Voglio mangiare il tuo pancreas di Shinichirō Ushijima | Recensione

Pubblicato il 21 Gennaio 2019 alle 14:00

Il film apre gli Anime al cinema 2019 di Nexo Digital e Dynit.

Quando si viene a sapere che la propria data di scadenza come esseri umani è più definita e vicina di quanto credessimo, le reazioni sono fra le più disparate. Voglio mangiare il tuo pancreas, il film anime di Shinichirō Ushijima che apre la stagione 2019 degli Anime al cinema di Nexo Digital e Dynit il 21, 22 e 23 gennaio, racconta proprio dell’incontro fra una ragazza con una malattia terminale al pancreas e di un ragazzo taciturno, e di come le loro vite cambieranno grazie a questo incontro.

Tratto dal romanzo omonimo di Yoru Sumino del 2014, da cui sono stati ricavati anche un manga nel 2016 e un film live action diretto da Sho Tsukikawa nel 2017, Voglio mangiare il tuo pancreas, come spesso capita, offre un titolo effervescente e originale per una tematica al contrario seria e, all’apparenza, cupa. Molti nell’animazione – Tim Burton in primis – hanno trattato il tema della morte come qualcosa non da temere ma da celebrare e comprendere come parte, non polo opposto, della vita; un po’ come fa la cultura messicana (Coco). E come fa la fotografia coloratissima di questo film.
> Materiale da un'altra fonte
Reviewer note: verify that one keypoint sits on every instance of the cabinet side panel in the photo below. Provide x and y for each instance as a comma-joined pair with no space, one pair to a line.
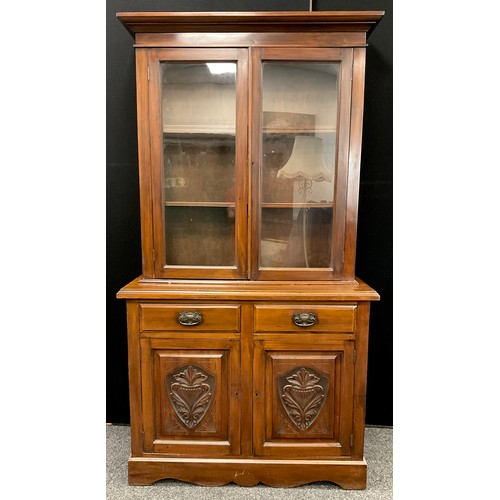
144,161
358,90
362,325
134,369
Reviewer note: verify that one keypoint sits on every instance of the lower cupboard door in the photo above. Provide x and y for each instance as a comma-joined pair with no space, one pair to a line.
303,403
190,397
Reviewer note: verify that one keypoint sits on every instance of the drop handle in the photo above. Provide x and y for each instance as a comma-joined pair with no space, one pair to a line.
304,319
190,318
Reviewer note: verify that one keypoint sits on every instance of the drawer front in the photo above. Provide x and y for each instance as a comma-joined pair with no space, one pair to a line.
301,318
189,317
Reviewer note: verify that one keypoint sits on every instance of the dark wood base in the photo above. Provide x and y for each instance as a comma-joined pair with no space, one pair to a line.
349,474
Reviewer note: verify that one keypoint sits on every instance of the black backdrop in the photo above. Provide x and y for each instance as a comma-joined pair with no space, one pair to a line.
374,244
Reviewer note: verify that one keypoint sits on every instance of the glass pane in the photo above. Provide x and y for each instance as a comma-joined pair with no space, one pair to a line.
296,237
299,119
200,236
199,123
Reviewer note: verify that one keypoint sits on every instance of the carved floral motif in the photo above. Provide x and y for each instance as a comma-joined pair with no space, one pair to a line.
190,392
303,397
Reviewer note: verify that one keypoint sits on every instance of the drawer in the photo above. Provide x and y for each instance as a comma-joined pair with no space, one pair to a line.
189,317
283,318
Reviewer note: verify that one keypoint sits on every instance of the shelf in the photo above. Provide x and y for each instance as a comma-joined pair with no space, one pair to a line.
206,204
299,131
201,130
298,205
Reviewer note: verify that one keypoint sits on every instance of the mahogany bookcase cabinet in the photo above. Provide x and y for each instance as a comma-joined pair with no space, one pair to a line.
248,329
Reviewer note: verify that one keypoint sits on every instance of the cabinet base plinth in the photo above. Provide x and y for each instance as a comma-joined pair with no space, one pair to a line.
349,474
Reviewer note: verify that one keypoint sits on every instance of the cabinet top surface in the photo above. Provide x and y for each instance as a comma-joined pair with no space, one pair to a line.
141,288
156,22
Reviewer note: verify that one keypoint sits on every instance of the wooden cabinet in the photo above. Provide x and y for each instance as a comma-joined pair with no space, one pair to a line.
248,329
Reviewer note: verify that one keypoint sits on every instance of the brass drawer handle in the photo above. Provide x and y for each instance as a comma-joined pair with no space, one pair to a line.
304,319
190,318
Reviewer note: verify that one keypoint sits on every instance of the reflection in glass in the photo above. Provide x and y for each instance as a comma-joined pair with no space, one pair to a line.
200,236
199,124
298,163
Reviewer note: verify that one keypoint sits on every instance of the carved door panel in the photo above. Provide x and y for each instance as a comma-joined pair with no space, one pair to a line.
303,397
190,396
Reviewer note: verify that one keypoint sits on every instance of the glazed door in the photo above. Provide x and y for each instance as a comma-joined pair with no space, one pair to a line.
198,126
300,145
188,388
303,390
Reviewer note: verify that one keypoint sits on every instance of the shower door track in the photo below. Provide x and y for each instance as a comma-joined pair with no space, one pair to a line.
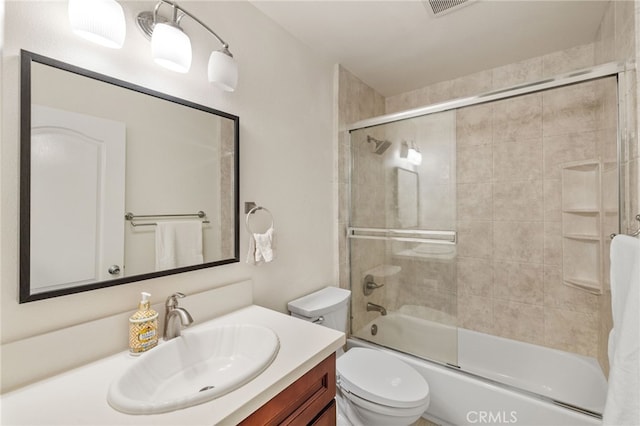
461,370
407,235
580,76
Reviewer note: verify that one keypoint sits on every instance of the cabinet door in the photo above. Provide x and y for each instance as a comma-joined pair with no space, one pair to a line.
303,402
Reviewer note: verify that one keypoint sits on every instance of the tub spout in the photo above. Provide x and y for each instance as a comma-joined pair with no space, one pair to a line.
374,307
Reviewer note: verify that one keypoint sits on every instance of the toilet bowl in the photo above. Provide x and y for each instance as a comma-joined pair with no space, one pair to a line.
379,389
373,388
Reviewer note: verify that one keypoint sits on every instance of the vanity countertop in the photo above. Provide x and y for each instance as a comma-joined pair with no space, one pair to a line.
79,396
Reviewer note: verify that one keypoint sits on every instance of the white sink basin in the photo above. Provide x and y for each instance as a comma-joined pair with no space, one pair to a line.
194,368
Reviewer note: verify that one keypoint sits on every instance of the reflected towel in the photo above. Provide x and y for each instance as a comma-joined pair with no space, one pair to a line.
178,243
623,396
261,248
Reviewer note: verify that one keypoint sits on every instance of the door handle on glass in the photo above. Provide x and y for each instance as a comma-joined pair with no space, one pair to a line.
369,285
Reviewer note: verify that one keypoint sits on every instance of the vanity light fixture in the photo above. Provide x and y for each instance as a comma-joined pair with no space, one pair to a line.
410,151
100,21
171,47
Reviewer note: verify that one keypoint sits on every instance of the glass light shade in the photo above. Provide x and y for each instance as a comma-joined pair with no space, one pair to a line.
100,21
223,71
171,47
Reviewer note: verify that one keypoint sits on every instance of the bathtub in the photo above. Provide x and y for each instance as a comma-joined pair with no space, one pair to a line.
493,380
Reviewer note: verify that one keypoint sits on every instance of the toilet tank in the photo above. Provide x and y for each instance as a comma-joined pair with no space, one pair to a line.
328,307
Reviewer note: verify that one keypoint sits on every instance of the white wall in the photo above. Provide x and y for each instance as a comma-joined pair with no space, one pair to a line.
285,103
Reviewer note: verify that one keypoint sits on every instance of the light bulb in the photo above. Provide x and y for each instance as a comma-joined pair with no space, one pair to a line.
171,47
223,70
99,21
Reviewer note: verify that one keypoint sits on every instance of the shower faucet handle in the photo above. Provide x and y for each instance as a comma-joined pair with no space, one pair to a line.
369,285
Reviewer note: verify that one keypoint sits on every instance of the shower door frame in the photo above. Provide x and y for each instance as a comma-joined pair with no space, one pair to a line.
619,70
611,69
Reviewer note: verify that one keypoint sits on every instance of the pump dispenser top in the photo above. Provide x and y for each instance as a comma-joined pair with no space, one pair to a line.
143,327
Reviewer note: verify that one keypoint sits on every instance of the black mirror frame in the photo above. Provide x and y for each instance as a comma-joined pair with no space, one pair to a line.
25,294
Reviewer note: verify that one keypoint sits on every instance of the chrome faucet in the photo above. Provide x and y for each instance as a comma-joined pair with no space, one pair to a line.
374,307
172,311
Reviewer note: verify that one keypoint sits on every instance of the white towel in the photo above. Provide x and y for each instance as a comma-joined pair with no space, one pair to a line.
261,248
178,243
623,396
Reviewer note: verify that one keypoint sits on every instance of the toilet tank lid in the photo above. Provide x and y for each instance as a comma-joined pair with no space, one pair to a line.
320,302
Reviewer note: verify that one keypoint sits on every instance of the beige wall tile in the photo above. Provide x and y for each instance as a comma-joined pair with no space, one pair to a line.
474,276
474,125
552,243
568,60
518,241
519,321
519,282
474,164
571,331
474,239
552,189
475,313
571,108
517,73
474,201
571,147
518,118
517,161
480,82
518,200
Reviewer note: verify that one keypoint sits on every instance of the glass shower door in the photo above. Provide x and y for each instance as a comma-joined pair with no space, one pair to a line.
403,237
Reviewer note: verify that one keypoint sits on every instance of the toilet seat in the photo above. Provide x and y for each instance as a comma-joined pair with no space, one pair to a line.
381,378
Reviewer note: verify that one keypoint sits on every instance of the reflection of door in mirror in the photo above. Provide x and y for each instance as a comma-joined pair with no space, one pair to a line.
407,198
77,231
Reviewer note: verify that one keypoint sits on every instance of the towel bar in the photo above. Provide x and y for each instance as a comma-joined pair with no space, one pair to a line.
252,211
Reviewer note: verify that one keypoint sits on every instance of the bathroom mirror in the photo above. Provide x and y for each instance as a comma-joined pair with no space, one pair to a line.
93,149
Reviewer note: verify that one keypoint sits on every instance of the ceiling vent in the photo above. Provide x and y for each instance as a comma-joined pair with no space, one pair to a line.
442,7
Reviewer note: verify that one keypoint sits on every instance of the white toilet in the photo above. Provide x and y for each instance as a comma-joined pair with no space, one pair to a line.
374,388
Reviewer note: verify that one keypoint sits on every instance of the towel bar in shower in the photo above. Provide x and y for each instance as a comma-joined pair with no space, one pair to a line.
131,217
407,235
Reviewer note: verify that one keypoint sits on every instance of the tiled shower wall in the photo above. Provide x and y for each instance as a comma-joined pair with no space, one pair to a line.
518,294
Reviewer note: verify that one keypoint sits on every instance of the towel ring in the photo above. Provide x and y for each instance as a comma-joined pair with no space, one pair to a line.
252,211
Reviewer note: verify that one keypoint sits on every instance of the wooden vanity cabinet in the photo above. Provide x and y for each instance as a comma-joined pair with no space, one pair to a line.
310,400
A proposito di poli opposti, i caratteri dei due protagonisti non potrebbero essere più diversi. Lui è taciturno, introverso, sempre impegnato a leggere libri poiché gli danno più appagamento della vita reale, e con il passatempo, parole sue, di immaginare cosa gli altri pensano di lui piuttosto che interagire con loro. Lei è estroversa, piace istintivamente a tutti e cerca di mantenere un buon rapporto con chiunque. Un incontro casuale (forse) all’ospedale fa sì che lui divenga l’unico a conoscenza del segreto di lei, al di fuori della sua famiglia. Nè gli amici nè l’ex fidanzato sanno nulla. Questo porta i due a frequentarsi spesso fuori da scuola, alimentando il chiacchiericcio e lo sbigottimento dei compagni. Perché scegliere di aprirsi con uno “sconosciuto”? “Perché mi offri verità”, dice lei, data la schiettezza di lui quasi al limite del sociopatismo, non sapendo relazionarsi con gli altri.

Haruki e Sakura – che in giapponese significano Primavera e Ciliego, un po’ come le Summer e Autumn di 500 Days of Summer – impareranno entrambi l’uno dall’altra, in una storia di crescita e di formazione che è più di questo. Una storia che possiede un pizzico di Serendipity per la serie di concidenze (secondo la protagonista sono scelte) che portano i protagonisti a reicontrarsi, e la delicatezza de La forma della voce nel modo con cui viene affrontato un tema difficile come la malattia e la morte giovanili.

Se Into the Wild ci diceva che “La felicità non è reale se non è condivisa”, Voglio mangiare il tuo pancreas ci ricorda, attraverso la sua protagonista, che “Vivere significa amare e essere amati”. Che siano amici, fidanzati, bisogna uscire dal nucleo familiare e aprirsi il più possibile con gli altri. Si rimarrà magari scottati, ma si riceverà anche tanto calore umano. D’altronde queste relazioni non sono appunto casuali, bensì il risultato di una serie di scelte. La regia di Ushijima si concentra su particolari e dettagli dell’ambiente così come dei personaggi per esprimere il loro stato d’animo.

La scelta di Sakura di affrontare con il sorriso la malattia e le risposte e reazioni involontariamente comiche di Haruki compongono quasi una danza lungo tutto il film, emozionante, avvincente, dai risvolti anche inaspettati, che colpisce nel profondo lo spettatore. Fino ai titoli di coda, dove vi consigliamo di rimanere proprio fino alla fine.